Vasoreactivity to calcium channel blockers — A small subset (5 to 10 percent) of patients with significant PAH exhibit an acute response to pulmonary vasodilators (usually calcium channel blockers; "responders") [98]. This population may be physiologically different to the remaining majority who do not respond to vasodilators ("non-responders"). Limited data suggest that recruitment of pulmonary flow from the precapillary microvessels (ie, functional capillary surface area [FCSA]) to distal capillary microvessels is different between responders and non-responders. One observational study of 14 drug-naïve patients with PAH measured FCSA before and after vasodilator testing in responders (12 patients) and non-responders (two patients) at the time of diagnosis [99]. Responders had a higher resting FCSA that readily increased during vasodilator testing when compared with non-responders. In contrast, non-responders were unable to recruit FCSA flow during vasodilator testing. These observations suggested that the primary pathology in vasodilator-responsive patients is vasoconstriction at the precapillary level, compared with non-responders who may be unable to recruit flow due to obstructed vessels at the precapillary level. Further exploration of this theory is warranted with the inclusion of larger numbers of responders. Measurement of the vasodilator response is discussed separately. (See "Treatment of pulmonary arterial hypertension (group 1) in adults: Pulmonary hypertension-specific therapy", section on 'Vasoreactive patients'.)
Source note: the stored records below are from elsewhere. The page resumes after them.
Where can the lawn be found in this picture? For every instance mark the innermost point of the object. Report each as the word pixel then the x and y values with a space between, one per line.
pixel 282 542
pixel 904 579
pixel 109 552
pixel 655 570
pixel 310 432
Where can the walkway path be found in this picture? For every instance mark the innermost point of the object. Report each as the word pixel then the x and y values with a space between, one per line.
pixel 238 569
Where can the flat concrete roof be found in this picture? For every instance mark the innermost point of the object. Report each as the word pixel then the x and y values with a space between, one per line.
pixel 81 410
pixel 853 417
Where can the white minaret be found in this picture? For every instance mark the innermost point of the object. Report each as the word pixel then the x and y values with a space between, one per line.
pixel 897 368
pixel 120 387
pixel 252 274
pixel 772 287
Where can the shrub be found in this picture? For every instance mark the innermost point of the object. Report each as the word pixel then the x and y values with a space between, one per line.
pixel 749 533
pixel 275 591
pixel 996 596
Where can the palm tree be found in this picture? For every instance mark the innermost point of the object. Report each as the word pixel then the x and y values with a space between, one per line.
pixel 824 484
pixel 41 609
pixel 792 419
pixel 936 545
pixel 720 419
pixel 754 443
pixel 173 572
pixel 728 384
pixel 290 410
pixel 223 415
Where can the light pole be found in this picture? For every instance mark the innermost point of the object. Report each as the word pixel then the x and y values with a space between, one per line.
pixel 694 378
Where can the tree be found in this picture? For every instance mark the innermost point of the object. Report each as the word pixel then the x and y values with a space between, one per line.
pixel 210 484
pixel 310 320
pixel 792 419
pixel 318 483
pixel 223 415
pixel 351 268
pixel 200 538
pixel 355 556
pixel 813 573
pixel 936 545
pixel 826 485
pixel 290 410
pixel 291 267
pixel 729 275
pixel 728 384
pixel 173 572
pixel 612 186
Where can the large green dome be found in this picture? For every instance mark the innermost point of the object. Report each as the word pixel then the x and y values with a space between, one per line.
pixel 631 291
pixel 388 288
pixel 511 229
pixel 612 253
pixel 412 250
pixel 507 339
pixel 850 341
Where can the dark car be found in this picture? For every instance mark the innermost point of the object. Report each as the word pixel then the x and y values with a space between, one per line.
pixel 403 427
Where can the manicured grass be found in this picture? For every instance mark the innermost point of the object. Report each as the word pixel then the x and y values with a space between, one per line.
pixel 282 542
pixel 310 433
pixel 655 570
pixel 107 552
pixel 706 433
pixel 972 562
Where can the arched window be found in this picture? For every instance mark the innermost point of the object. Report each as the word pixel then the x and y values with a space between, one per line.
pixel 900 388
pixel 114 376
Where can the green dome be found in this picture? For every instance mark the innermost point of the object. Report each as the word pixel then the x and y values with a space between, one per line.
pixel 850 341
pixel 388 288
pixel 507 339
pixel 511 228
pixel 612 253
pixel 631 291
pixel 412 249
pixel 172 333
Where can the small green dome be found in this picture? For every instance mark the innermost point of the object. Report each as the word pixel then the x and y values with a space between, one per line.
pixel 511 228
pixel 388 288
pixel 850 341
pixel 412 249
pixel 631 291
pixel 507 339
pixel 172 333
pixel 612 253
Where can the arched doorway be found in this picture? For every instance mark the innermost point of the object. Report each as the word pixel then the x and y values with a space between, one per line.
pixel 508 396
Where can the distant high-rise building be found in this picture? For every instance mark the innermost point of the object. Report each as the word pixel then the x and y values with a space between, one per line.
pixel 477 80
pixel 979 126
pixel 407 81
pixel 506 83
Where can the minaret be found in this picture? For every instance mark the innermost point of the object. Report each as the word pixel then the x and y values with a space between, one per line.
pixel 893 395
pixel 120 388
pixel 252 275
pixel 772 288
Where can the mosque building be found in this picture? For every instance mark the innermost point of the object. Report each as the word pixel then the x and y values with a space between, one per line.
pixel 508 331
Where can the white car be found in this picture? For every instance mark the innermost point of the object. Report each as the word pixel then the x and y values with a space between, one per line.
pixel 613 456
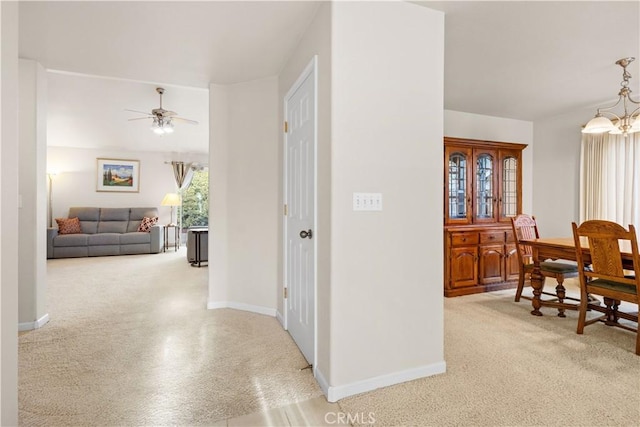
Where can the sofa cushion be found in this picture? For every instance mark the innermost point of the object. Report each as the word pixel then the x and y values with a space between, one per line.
pixel 146 223
pixel 135 238
pixel 88 218
pixel 113 220
pixel 69 225
pixel 103 239
pixel 70 240
pixel 114 214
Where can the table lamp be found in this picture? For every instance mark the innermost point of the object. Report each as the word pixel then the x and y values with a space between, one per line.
pixel 171 199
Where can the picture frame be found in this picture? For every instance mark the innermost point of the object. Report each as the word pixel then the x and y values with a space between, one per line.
pixel 118 175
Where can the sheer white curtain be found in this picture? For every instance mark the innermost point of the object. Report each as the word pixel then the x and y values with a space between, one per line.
pixel 610 178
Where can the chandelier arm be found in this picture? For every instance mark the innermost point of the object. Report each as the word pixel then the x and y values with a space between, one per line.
pixel 602 110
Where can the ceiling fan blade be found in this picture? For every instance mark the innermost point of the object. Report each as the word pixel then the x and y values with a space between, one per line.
pixel 183 120
pixel 140 112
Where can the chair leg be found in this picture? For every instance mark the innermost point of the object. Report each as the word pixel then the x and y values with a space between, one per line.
pixel 561 293
pixel 582 315
pixel 612 311
pixel 520 284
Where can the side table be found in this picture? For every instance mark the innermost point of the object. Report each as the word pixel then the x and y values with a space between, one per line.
pixel 197 234
pixel 176 238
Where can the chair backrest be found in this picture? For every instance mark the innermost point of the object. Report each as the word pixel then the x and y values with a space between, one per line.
pixel 604 240
pixel 524 227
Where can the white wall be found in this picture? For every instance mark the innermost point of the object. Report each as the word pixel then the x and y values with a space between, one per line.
pixel 218 194
pixel 8 213
pixel 250 210
pixel 556 170
pixel 315 41
pixel 488 128
pixel 76 180
pixel 387 131
pixel 33 195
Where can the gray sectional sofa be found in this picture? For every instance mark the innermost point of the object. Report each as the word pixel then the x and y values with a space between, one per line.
pixel 106 231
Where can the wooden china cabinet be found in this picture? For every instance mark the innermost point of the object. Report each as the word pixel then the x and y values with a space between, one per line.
pixel 482 191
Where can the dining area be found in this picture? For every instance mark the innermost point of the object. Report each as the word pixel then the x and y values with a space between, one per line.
pixel 602 255
pixel 491 245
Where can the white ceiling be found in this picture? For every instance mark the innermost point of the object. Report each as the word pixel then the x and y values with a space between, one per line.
pixel 523 60
pixel 531 60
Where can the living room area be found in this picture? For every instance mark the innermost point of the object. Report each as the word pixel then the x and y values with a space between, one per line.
pixel 147 339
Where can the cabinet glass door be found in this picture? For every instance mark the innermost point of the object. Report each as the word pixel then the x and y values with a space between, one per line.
pixel 509 187
pixel 457 186
pixel 484 186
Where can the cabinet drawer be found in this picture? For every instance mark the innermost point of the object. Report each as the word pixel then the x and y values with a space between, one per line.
pixel 492 237
pixel 460 239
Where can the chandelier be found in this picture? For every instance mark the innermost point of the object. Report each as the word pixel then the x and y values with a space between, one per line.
pixel 607 121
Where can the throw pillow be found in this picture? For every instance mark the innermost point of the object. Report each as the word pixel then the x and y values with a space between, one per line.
pixel 146 223
pixel 69 225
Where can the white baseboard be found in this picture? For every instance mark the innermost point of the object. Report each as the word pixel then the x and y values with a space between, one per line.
pixel 335 393
pixel 30 326
pixel 212 305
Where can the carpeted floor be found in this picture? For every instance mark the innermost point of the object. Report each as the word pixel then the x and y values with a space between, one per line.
pixel 508 368
pixel 130 342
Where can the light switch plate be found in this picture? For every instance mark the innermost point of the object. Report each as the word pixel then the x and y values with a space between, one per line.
pixel 367 201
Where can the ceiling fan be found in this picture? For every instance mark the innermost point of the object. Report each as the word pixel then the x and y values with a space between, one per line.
pixel 162 119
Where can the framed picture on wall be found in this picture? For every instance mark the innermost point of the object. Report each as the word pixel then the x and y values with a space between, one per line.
pixel 118 175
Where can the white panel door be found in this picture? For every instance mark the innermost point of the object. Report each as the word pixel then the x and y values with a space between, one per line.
pixel 300 220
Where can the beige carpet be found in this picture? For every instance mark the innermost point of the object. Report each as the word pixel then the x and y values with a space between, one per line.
pixel 508 368
pixel 130 342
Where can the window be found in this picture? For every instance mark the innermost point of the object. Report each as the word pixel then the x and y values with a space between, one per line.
pixel 195 201
pixel 610 178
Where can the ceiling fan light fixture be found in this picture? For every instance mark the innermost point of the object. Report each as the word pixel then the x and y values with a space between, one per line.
pixel 624 122
pixel 168 126
pixel 162 119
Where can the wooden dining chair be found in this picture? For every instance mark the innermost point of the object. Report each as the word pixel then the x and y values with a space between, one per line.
pixel 606 275
pixel 525 227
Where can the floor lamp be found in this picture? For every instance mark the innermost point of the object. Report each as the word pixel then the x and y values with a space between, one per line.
pixel 171 199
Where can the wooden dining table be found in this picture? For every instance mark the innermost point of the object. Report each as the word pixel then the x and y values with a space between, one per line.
pixel 561 248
Pulmonary veno-occlusive disease/pulmonary capillary hemangiomatosis — Pulmonary veno-occlusive disease-associated PH (classified as group 1’) (table 1) has a pathophysiology that appears to be distinct from other forms of PAH, the details of which are provided separately. (See "Epidemiology, pathogenesis, clinical evaluation, and diagnosis of pulmonary veno-occlusive disease/pulmonary capillary hemangiomatosis in adults", section on 'Pathogenesis and risk factors'.)
Persistent pulmonary hypertension of the newborn — Persistent pulmonary hypertension of the newborn (PPHN) is classified as group 1. Details regarding the pathogenesis of PPHN are provided separately. (See "Persistent pulmonary hypertension of the newborn (PPHN): Clinical features and diagnosis", section on 'Pathogenesis'.)
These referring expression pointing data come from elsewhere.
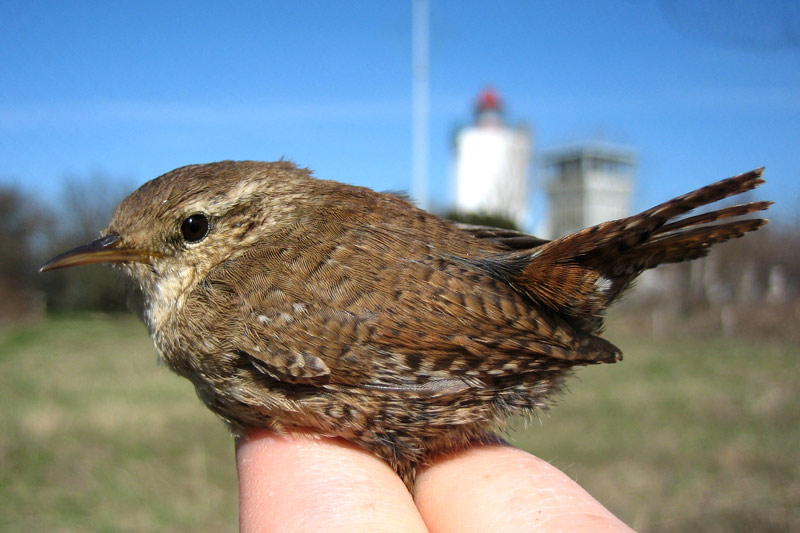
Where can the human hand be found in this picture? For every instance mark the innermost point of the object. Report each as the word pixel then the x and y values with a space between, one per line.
pixel 302 482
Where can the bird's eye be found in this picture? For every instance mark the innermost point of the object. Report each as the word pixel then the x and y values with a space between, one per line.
pixel 195 227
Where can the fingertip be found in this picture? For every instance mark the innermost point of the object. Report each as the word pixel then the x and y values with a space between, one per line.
pixel 312 483
pixel 500 488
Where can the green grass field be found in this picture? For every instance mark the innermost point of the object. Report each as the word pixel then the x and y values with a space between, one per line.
pixel 683 435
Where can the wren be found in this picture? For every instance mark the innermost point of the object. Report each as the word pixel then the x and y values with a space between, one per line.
pixel 294 302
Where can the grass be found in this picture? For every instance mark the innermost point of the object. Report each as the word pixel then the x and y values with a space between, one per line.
pixel 697 434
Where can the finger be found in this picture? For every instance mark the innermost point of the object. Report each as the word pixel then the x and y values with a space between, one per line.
pixel 300 483
pixel 500 488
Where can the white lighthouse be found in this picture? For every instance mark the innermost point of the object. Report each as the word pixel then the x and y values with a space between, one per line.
pixel 492 161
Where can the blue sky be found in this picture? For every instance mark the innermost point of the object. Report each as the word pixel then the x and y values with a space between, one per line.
pixel 702 90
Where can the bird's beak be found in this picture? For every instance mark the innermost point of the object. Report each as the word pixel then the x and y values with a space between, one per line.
pixel 105 249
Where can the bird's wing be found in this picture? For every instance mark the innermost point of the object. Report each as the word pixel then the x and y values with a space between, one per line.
pixel 366 306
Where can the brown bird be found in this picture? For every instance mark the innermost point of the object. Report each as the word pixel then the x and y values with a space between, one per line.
pixel 293 302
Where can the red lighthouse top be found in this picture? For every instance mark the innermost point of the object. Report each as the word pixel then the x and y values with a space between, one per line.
pixel 489 100
pixel 489 108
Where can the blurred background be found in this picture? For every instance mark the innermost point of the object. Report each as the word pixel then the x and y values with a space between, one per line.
pixel 544 116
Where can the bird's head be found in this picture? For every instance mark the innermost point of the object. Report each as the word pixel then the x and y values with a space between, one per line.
pixel 177 227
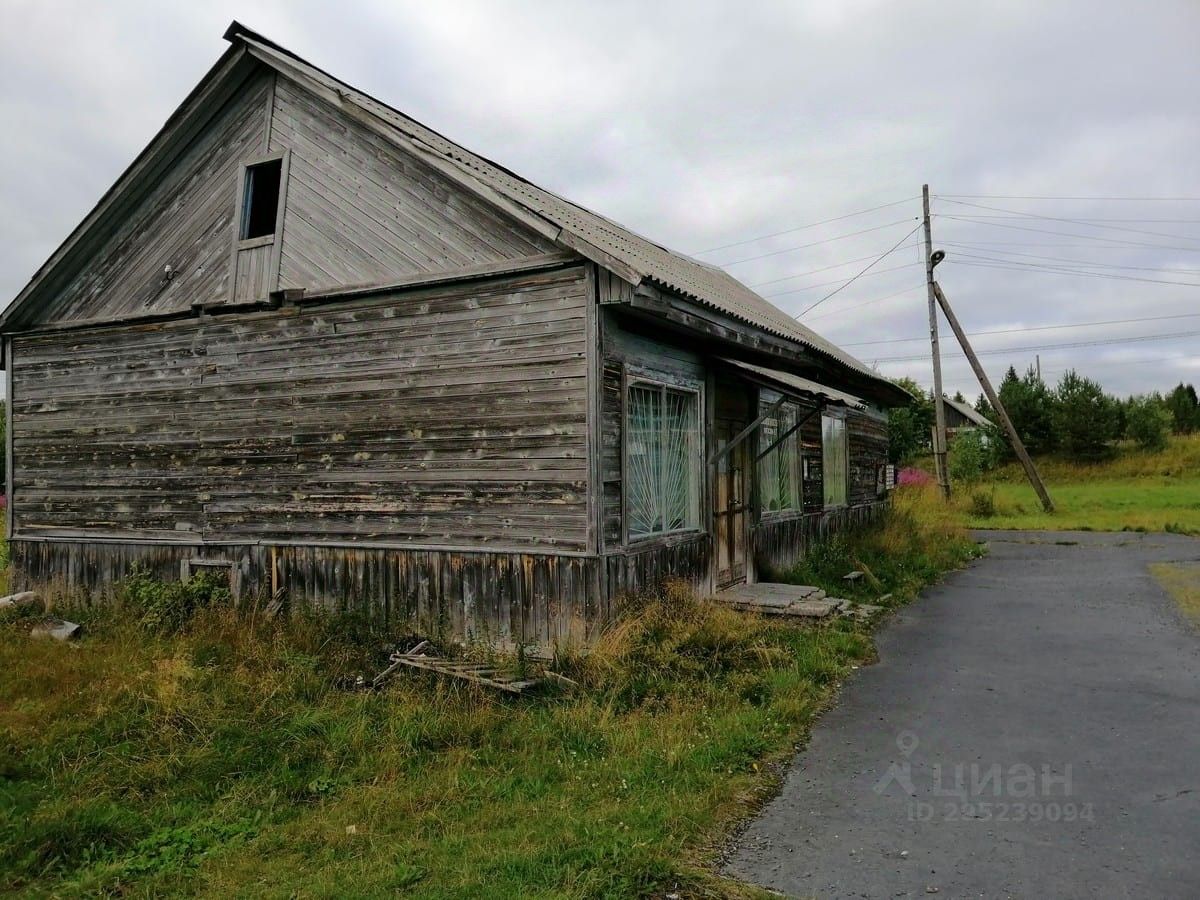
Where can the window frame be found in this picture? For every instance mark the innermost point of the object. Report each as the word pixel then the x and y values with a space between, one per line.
pixel 793 409
pixel 834 415
pixel 285 159
pixel 636 378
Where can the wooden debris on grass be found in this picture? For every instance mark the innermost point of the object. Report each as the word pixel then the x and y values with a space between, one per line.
pixel 485 673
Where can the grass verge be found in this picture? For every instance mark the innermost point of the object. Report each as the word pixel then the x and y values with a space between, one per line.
pixel 213 755
pixel 1135 491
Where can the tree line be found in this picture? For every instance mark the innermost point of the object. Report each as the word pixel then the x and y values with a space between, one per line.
pixel 1075 418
SUMMARY AND RECOMMENDATIONS
●Definition – Pulmonary hypertension (PH) is classified into five groups based on the World Health Organization (WHO) classification system. The term PAH is used to describe those included in WHO group 1, while the term PH is used when collectively describing all five groups. (See 'Introduction' above.)
●Epidemiology – Idiopathic PAH (IPAH) and heritable PAH (HPAH) are rare in the general population and estimated to be 5 to 15 cases per one million adults, although schistosomiasis is the most common cause worldwide. PAH affects younger adults and although it occurs in both genders, women are affected more often and are generally more symptomatic than men. (See 'Epidemiology' above.)
●Pathogenetic mechanisms – PAH is a proliferative vasculopathy of the small pulmonary muscular arterioles (<50 microns). It is characterized by vasoconstriction, hyperplasia, hypertrophy, fibrosis, and thrombosis that involves all three layers of the vascular wall (intima, media, adventitia).
•Idiopathic and heritable PAH – Patients with IPAH and heritable variants may have a genetic predisposition to PAH (eg, bone morphogenetic protein receptor 2 mutations) with additional contributing mechanisms including vasoactive mediators, potassium channel dysfunction and abnormal response to estrogen. (See 'Pathogenetic mechanisms' above and 'Idiopathic and heritable' above.)
•Other causes – The pathogenesis of other forms of PAH (eg, drugs and toxins, connective tissue disease, congenital heart disease, human immunodeficiency virus, portopulmonary hypertension, schistosomiasis, pulmonary venoocclusive disease, persistent pulmonary hypertension of the newborn) is poorly understood. (See 'Pathogenetic mechanisms' above and 'Drugs and toxins' above and 'Other conditions' above and 'Pulmonary veno-occlusive disease/pulmonary capillary hemangiomatosis' above and 'Persistent pulmonary hypertension of the newborn' above.)